Ich habe hier zwar nicht 60, aber die wichtigsten themenspezifischen Begriffe recherchiert:

  • Drittes Geschlecht ist eine Sammelbezeichnung für Menschen, die sich im Geschlechtersystem von „Mann“ und „Frau“ nicht einordnen lassen (wollen). In einigen Staaten gibt es bereits ein „Drittes Geschlecht“ anstatt der üblichen zwei, in anderen Staaten wird gerade intensiv darüber diskutiert. Ausgelöst werden diese öffentlichen Diskussionen und Veränderungen meist von Menschen, die Klage einreichen gegen die zwanghafte Kategorisierung ihrer selbst. In Schweden gibt es z.B. bereits offiziell ein Drittes Geschlecht und auch ein Wort zwischen „hon“ = „er“ und „han“ = „sie“, nämlich das neutrale neue Wort „hen“, das nicht nur in die Wörterliste der Schwedischen Akademie aufgenommen, sondern sich mittlerweile auch im Sprachgebrauch gut etabliert hat.
  • Intersexualität bezeichnet Menschen, bei denen innere und äußere Geschlechtsmerkmale nicht zum chromosomalen Geschlecht passen. Diese Menschen sind auch biologisch gesehen weder „Mann“ noch „Frau“. Dabei gibt es die unterschiedlichsten Formen und Ausprägungen.
  • Transsexualität bezeichnet Menschen, die biologisch eindeutig Männer bzw. Frauen sind, sich aber dem jeweils anderen Geschlecht als zugehörig empfinden.
  • Transgender (zur Erklärung: „sex“ meint im Englischen das physische und „gender“ das soziale Geschlecht) bezeichnet Menschen, die biologisch eindeutig Männer bzw. Frauen sind, die sich aber mit ihrer zugewiesenen sozialen Geschlechterrolle nicht identifizieren können oder sogar prinzipiell jede Form der Geschlechtszuordnung ablehnen.

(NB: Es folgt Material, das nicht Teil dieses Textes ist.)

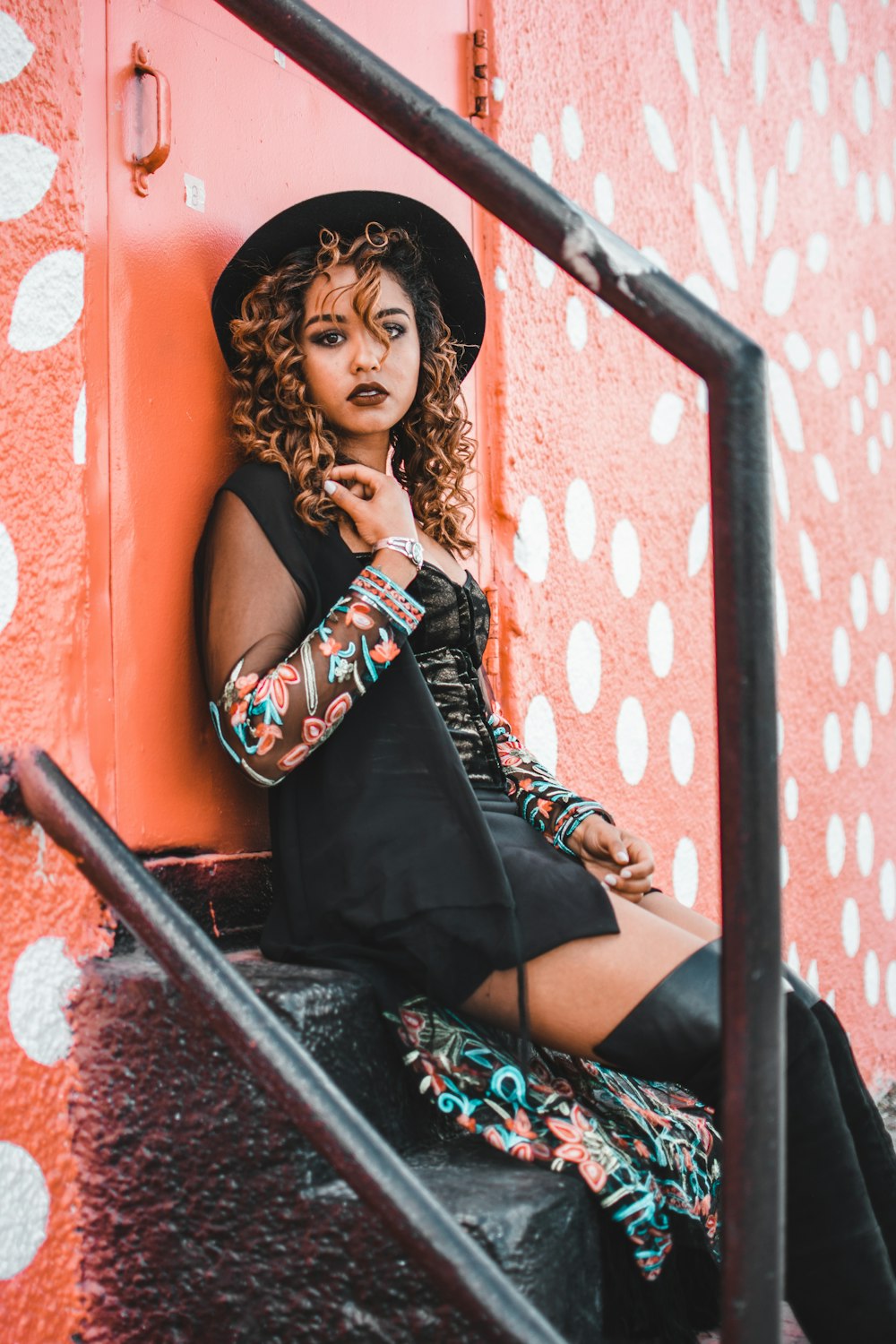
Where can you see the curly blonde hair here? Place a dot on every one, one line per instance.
(276, 421)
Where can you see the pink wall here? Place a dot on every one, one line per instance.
(48, 642)
(751, 151)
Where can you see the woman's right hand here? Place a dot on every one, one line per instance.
(381, 508)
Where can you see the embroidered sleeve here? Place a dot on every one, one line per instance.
(546, 804)
(279, 715)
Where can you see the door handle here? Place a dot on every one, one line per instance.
(147, 164)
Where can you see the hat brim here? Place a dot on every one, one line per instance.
(347, 212)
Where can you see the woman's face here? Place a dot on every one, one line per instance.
(362, 384)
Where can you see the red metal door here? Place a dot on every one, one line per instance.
(249, 134)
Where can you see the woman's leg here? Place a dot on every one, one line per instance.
(611, 997)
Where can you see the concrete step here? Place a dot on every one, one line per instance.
(204, 1217)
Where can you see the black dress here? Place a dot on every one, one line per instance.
(397, 849)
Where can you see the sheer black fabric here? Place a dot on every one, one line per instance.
(384, 857)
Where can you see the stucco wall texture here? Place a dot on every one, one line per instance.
(750, 150)
(51, 917)
(754, 150)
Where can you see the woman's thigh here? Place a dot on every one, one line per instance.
(581, 991)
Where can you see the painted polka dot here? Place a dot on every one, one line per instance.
(884, 683)
(571, 132)
(840, 159)
(861, 734)
(659, 639)
(659, 139)
(684, 53)
(632, 741)
(880, 585)
(858, 601)
(541, 158)
(864, 199)
(817, 253)
(841, 656)
(8, 577)
(797, 351)
(839, 34)
(667, 418)
(603, 199)
(544, 269)
(42, 980)
(866, 844)
(791, 798)
(829, 368)
(850, 926)
(583, 667)
(818, 86)
(869, 325)
(872, 978)
(48, 303)
(538, 731)
(626, 558)
(579, 519)
(782, 620)
(576, 323)
(809, 562)
(681, 747)
(831, 742)
(24, 1207)
(836, 846)
(530, 545)
(780, 281)
(887, 883)
(685, 871)
(26, 171)
(699, 540)
(891, 988)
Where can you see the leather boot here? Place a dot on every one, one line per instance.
(839, 1279)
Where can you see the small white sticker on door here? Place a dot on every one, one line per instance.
(195, 193)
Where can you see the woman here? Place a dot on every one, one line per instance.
(409, 824)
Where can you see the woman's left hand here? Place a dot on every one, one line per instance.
(619, 859)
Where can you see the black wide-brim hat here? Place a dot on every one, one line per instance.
(347, 212)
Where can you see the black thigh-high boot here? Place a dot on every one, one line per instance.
(874, 1145)
(839, 1279)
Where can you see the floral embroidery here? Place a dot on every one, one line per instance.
(546, 804)
(331, 664)
(645, 1150)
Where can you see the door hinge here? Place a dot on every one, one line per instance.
(478, 66)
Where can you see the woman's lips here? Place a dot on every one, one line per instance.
(368, 394)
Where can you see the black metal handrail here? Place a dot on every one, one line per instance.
(734, 368)
(32, 784)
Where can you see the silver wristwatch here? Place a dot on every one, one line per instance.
(405, 546)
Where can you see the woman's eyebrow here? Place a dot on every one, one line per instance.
(338, 317)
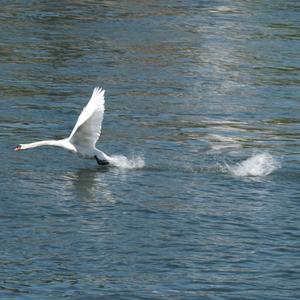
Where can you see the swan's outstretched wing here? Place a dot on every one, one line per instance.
(88, 126)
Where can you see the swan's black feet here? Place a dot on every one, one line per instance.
(101, 162)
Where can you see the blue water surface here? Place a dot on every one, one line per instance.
(206, 95)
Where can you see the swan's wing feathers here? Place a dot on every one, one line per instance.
(88, 126)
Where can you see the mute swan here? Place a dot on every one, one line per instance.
(85, 133)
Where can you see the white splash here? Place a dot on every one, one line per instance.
(261, 164)
(122, 162)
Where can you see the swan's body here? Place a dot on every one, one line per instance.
(85, 133)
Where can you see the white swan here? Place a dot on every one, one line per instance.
(85, 133)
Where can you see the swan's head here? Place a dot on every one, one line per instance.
(18, 148)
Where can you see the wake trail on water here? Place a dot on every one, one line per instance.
(261, 164)
(122, 162)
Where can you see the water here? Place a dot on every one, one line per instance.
(202, 100)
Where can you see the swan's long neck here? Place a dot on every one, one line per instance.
(57, 143)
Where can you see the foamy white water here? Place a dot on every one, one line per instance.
(261, 164)
(121, 161)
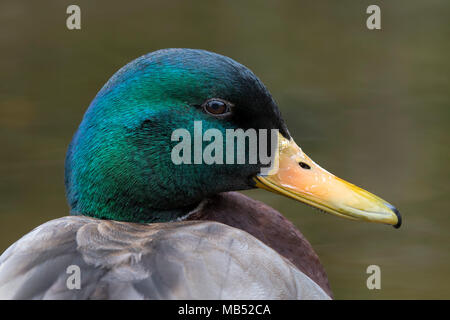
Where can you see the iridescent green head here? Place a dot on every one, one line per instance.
(119, 164)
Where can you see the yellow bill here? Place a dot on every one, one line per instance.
(296, 176)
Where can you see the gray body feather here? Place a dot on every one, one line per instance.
(177, 260)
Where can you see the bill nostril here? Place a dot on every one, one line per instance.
(304, 165)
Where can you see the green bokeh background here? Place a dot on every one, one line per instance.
(373, 107)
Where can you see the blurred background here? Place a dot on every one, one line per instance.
(372, 107)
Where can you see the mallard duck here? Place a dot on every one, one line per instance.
(144, 227)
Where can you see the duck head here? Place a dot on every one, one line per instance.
(120, 164)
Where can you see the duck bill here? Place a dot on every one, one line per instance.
(296, 176)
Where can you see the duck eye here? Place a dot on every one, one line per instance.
(304, 165)
(216, 107)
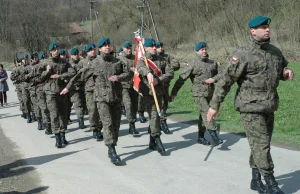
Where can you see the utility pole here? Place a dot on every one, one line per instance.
(91, 19)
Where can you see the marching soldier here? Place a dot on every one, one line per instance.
(257, 68)
(203, 72)
(55, 74)
(129, 95)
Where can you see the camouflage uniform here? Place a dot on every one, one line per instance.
(257, 69)
(89, 87)
(57, 104)
(198, 70)
(130, 96)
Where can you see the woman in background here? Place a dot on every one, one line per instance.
(3, 86)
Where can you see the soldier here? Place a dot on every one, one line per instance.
(129, 95)
(77, 94)
(203, 72)
(257, 68)
(14, 77)
(89, 87)
(108, 72)
(55, 74)
(148, 76)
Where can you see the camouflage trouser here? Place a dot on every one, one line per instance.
(259, 129)
(110, 114)
(41, 97)
(141, 104)
(154, 120)
(94, 118)
(58, 107)
(26, 100)
(203, 104)
(19, 95)
(130, 101)
(165, 101)
(34, 101)
(77, 98)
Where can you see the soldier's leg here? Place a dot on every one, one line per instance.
(111, 118)
(203, 104)
(154, 124)
(141, 109)
(94, 118)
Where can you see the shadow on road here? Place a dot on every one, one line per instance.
(36, 190)
(24, 165)
(289, 182)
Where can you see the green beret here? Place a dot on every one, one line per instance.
(62, 52)
(53, 45)
(90, 47)
(259, 20)
(41, 55)
(120, 50)
(74, 51)
(149, 42)
(200, 45)
(103, 41)
(127, 44)
(159, 44)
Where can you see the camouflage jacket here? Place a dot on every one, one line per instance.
(128, 60)
(164, 79)
(58, 66)
(198, 70)
(84, 75)
(171, 60)
(257, 69)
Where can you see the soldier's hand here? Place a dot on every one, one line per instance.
(289, 73)
(209, 81)
(54, 76)
(150, 77)
(48, 68)
(64, 91)
(113, 78)
(211, 114)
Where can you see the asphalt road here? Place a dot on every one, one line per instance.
(83, 165)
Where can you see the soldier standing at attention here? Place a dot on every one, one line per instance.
(148, 76)
(257, 68)
(203, 72)
(129, 95)
(77, 95)
(56, 72)
(108, 72)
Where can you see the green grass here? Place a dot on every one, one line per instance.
(287, 118)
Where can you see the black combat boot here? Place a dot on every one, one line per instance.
(112, 154)
(123, 110)
(164, 126)
(142, 117)
(58, 143)
(152, 144)
(256, 183)
(24, 115)
(215, 137)
(48, 130)
(63, 138)
(132, 129)
(28, 116)
(272, 185)
(160, 146)
(40, 124)
(99, 135)
(201, 139)
(81, 123)
(33, 117)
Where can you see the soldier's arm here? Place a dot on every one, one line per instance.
(231, 74)
(181, 79)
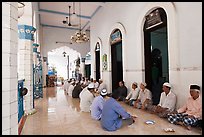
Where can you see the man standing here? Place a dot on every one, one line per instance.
(133, 95)
(189, 114)
(114, 116)
(86, 98)
(97, 105)
(166, 104)
(145, 97)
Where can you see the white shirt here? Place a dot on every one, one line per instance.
(65, 85)
(70, 90)
(86, 99)
(133, 94)
(168, 101)
(101, 86)
(146, 94)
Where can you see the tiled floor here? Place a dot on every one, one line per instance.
(58, 113)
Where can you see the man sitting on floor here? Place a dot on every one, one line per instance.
(114, 115)
(145, 97)
(189, 114)
(133, 95)
(97, 105)
(166, 104)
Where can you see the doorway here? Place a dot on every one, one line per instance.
(156, 54)
(97, 59)
(116, 58)
(88, 71)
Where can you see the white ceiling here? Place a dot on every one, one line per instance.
(53, 13)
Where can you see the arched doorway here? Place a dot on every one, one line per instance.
(116, 58)
(97, 60)
(156, 52)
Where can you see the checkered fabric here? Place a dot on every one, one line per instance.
(181, 117)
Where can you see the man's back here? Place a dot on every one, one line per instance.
(86, 98)
(96, 107)
(110, 115)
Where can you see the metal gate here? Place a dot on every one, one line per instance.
(20, 99)
(37, 80)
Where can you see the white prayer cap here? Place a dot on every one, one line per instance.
(91, 85)
(167, 84)
(104, 92)
(143, 83)
(135, 83)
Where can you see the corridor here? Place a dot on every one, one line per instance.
(48, 44)
(59, 114)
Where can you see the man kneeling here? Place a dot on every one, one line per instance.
(166, 104)
(191, 112)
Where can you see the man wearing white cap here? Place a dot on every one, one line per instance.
(167, 102)
(133, 95)
(71, 88)
(191, 112)
(145, 97)
(86, 98)
(102, 85)
(97, 105)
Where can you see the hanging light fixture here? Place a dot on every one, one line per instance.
(79, 36)
(64, 53)
(74, 16)
(21, 6)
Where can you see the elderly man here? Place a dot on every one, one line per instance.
(145, 97)
(97, 105)
(189, 114)
(114, 116)
(86, 98)
(102, 85)
(121, 92)
(133, 95)
(71, 88)
(166, 104)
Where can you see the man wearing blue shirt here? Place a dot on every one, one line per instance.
(97, 105)
(114, 115)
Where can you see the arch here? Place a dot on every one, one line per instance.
(172, 33)
(121, 28)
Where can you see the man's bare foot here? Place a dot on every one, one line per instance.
(180, 123)
(188, 127)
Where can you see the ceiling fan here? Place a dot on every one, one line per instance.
(63, 42)
(68, 20)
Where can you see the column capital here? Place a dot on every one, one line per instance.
(83, 59)
(26, 32)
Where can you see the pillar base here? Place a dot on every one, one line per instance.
(30, 112)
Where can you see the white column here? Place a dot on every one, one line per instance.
(9, 68)
(45, 70)
(25, 61)
(82, 67)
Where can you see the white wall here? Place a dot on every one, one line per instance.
(184, 41)
(51, 35)
(61, 62)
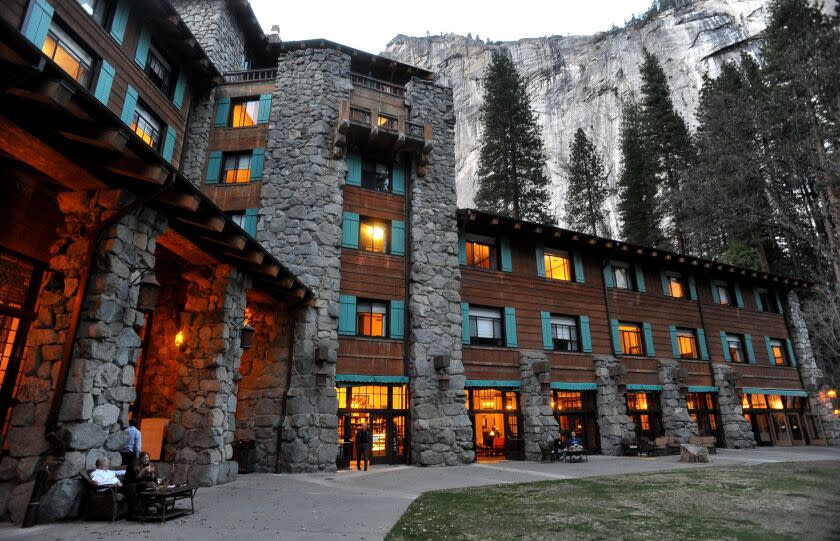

Bei der Recherche fällt auf, dass gerade in Definitionen es noch viel zu oft als Krankheit abgestempelt wird, wenn Menschen sich nicht einem bestimmten Geschlecht zuordnen können oder wollen. Wieso aber wird man gleich als krank bezeichnet, wenn man sich anders fühlt als andere? Wieso müssen Betroffene darunter leiden, nicht verstanden und vor allem nicht akzeptiert zu werden? Hat nicht jede/r ein Recht darauf so zu leben, wie er/sie will. Wer darf oder kann überhaupt entscheiden, was eine/n Frau/Mann ausmacht? Und wieso ist es so wichtig zu wissen, ob mein Gegenüber ein Mann oder eine Frau ist?

Meines Erachtens sollte sich unsere Gesellschaft nicht die Frage stellen, welche Körperteile oder Eigenschaften man haben muss, um als Frau oder Mann zu gelten. Wir sollten nicht versuchen, andere zu ändern oder einzuordnen, sondern an unserer Einstellung arbeiten: Menschen so anzunehmen wie sie sind; Geschlechterrollen überdenken oder gleich beiseite schieben; Menschen selber entscheiden lassen, was gut für sie ist. Das wäre meiner Meinung nach der erste Schritt in eine andere, neue und vielleicht bessere Richtung.